(Bloomberg Opinion) -- The sun is setting on the second quarter, and not a moment too soon for Deutsche Bank AG. In 90 days, the German lender has replaced its CEO, promised thousands of job cuts, seen its credit rating downgraded, and watched its share price plumb new depths. Flunking the U.S. Federal Reserve's stress tests was a final humiliation, albeit an expected one.
None of this is good news for the lender's underlying business, which has been unprofitable for three years running. Estimates for revenue and earnings have taken a tumble since the end of March, and not just because of problems specific to the lender. Trying to fix a $1.8 trillion balance sheet is hard enough without interest rates in the euro zone set to stay low until 2019, limited stock-market volatility, and trade tariffs weighing on economic growth.

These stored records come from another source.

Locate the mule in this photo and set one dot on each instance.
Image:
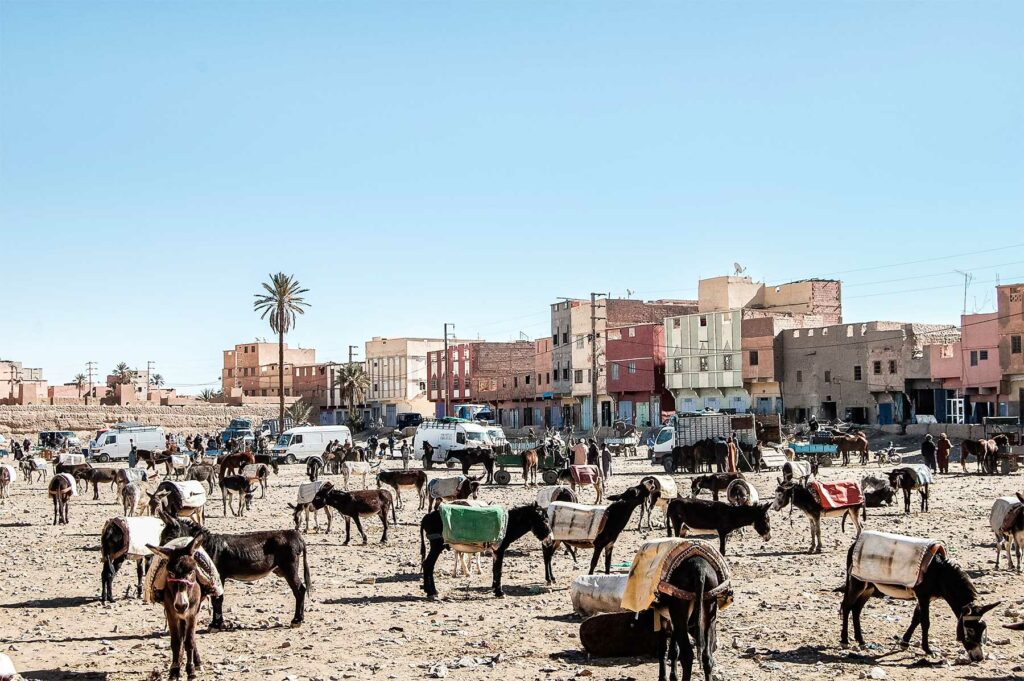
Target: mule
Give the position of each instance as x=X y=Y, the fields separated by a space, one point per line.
x=521 y=520
x=404 y=479
x=723 y=518
x=249 y=557
x=802 y=498
x=941 y=579
x=355 y=505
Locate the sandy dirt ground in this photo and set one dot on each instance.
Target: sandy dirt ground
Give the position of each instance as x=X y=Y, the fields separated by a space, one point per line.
x=367 y=618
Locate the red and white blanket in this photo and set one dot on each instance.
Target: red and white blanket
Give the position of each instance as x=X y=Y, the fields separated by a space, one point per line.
x=835 y=496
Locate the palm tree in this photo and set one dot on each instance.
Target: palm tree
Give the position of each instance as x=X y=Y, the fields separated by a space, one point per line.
x=299 y=412
x=282 y=300
x=79 y=382
x=353 y=382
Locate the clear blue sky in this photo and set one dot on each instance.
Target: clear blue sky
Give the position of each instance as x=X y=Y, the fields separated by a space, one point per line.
x=468 y=162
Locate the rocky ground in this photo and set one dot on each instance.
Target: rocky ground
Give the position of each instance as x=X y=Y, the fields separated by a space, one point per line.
x=368 y=618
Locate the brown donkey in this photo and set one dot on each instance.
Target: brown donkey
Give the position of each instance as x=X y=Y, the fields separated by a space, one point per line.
x=182 y=596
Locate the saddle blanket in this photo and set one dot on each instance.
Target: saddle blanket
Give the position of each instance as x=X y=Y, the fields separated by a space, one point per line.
x=576 y=523
x=307 y=491
x=593 y=594
x=180 y=461
x=71 y=480
x=138 y=530
x=546 y=495
x=921 y=471
x=1004 y=509
x=156 y=577
x=192 y=493
x=473 y=524
x=794 y=470
x=835 y=496
x=873 y=483
x=585 y=474
x=645 y=573
x=893 y=559
x=444 y=487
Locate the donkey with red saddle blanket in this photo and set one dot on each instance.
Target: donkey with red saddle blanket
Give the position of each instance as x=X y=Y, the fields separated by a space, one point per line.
x=821 y=500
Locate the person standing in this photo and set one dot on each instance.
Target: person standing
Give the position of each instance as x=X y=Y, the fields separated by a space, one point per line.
x=928 y=453
x=942 y=452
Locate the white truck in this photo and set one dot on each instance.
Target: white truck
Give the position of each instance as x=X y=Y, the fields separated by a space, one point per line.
x=303 y=441
x=686 y=429
x=115 y=443
x=452 y=435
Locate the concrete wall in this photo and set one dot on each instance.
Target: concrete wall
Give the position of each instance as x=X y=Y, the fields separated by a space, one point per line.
x=85 y=420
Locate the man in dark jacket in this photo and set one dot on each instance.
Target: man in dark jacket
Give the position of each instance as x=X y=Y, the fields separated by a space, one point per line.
x=928 y=453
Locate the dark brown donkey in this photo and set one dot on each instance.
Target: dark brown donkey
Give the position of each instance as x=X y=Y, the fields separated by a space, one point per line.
x=59 y=491
x=182 y=597
x=249 y=557
x=355 y=505
x=404 y=479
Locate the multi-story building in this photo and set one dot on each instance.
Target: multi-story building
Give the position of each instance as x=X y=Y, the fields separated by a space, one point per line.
x=251 y=370
x=636 y=374
x=877 y=372
x=704 y=362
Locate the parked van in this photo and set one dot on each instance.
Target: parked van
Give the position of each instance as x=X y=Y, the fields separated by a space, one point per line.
x=116 y=443
x=299 y=443
x=454 y=434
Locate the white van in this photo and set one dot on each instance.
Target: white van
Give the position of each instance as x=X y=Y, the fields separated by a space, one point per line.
x=299 y=443
x=451 y=435
x=115 y=444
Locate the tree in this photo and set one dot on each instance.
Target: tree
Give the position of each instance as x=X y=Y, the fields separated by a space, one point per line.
x=282 y=301
x=353 y=382
x=299 y=412
x=79 y=382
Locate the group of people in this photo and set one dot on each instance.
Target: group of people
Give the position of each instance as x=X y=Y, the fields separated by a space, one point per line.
x=936 y=455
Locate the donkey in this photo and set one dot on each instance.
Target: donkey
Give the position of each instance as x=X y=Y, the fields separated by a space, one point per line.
x=472 y=457
x=60 y=490
x=723 y=518
x=906 y=479
x=616 y=516
x=404 y=479
x=355 y=505
x=249 y=557
x=716 y=482
x=802 y=498
x=942 y=580
x=521 y=519
x=182 y=597
x=691 y=613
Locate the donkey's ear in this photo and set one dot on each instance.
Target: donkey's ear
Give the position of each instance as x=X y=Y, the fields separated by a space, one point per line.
x=159 y=551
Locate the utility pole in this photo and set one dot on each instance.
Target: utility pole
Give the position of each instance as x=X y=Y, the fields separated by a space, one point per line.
x=448 y=374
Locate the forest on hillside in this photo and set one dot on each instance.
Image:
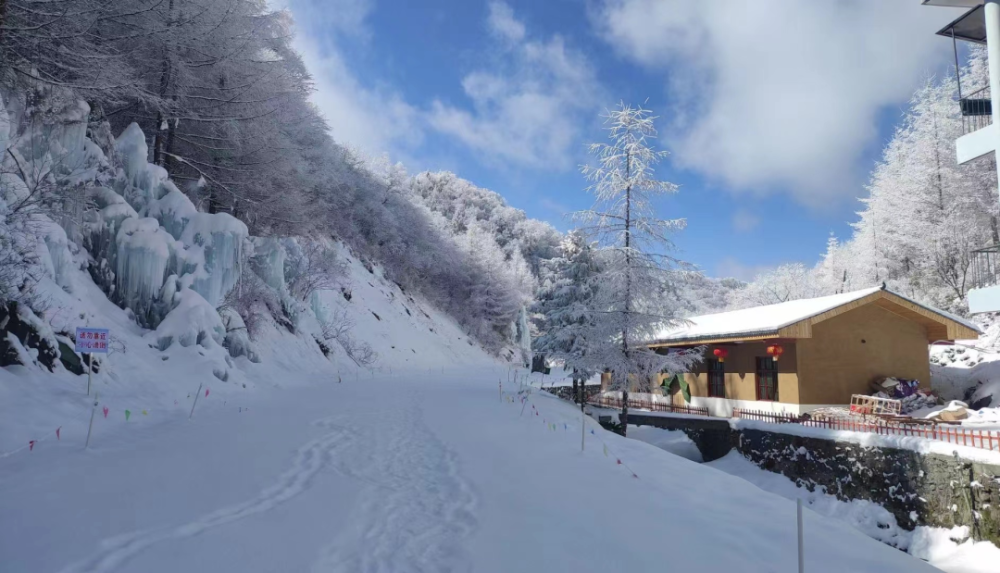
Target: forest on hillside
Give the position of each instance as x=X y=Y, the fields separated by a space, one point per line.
x=222 y=101
x=921 y=213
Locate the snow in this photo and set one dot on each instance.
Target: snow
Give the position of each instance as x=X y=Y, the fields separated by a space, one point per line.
x=301 y=463
x=769 y=318
x=192 y=321
x=144 y=251
x=425 y=471
x=932 y=544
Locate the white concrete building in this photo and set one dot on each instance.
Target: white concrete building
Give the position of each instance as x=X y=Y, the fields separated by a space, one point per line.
x=981 y=126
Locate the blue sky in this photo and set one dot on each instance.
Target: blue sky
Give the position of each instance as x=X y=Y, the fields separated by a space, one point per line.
x=774 y=111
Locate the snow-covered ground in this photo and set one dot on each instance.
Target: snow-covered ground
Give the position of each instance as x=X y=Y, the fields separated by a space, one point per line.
x=412 y=471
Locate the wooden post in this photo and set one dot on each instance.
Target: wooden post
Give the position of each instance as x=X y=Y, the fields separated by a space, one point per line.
x=91 y=426
x=798 y=515
x=198 y=393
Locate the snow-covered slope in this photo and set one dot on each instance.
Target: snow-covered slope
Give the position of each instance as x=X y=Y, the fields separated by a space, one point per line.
x=404 y=472
x=156 y=385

Investors seem willing to test the proposition that all of these problems are now priced in. Deutsche Bank shares bounced as much as 4 percent on Friday. That seems bold.
Plenty more could go wrong if performance continues to decline and management tries to muddle through. Not least, there's the risk of further credit-rating downgrades. The cost to insure Deutsche Bank's debt against the risk of default has jumped to levels not seen since late 2016. Back then, counterparties and clients were thinking twice about their exposure to the lender. Those jitters could easily return.
We know Deutsche Bank has plenty of options to try and turn things round, but none of them are cost-free. Tinkering at the margins in the hope things will get better over time risks repeating previous mistakes. Conversely, too radical an overhaul of the investment bank would hurt revenue and, by extension, profit, leading to a vicious circle.
But the current run of bad news, and the risks of losing the confidence of stakeholders and counterparties, should be a trigger for more concerted management action.
One recent heartening scenario, drawn up by UBS analysts, is that Deutsche Bank could halve the size of its investment bank, reduce revenue to about 22 billion euros from 27 billion euros, and reach a fair value of 21 euros a share – more than double the current market price of 9 euros. To get there, UBS makes a fair few assumptions – such as that costs will come down with revenue. Yet it at least suggests more can be done.
Deutsche Bank has lost market share and risks losing more. Its restructuring promises have fallen flat. Pledges to cut back on Wall Street in favor of its home market have been tempered with assurances it will stay committed to the U.S. market. There's no silver bullet, but it would surely be worth firing something into the air soon – rather than let the market force the bank's hand.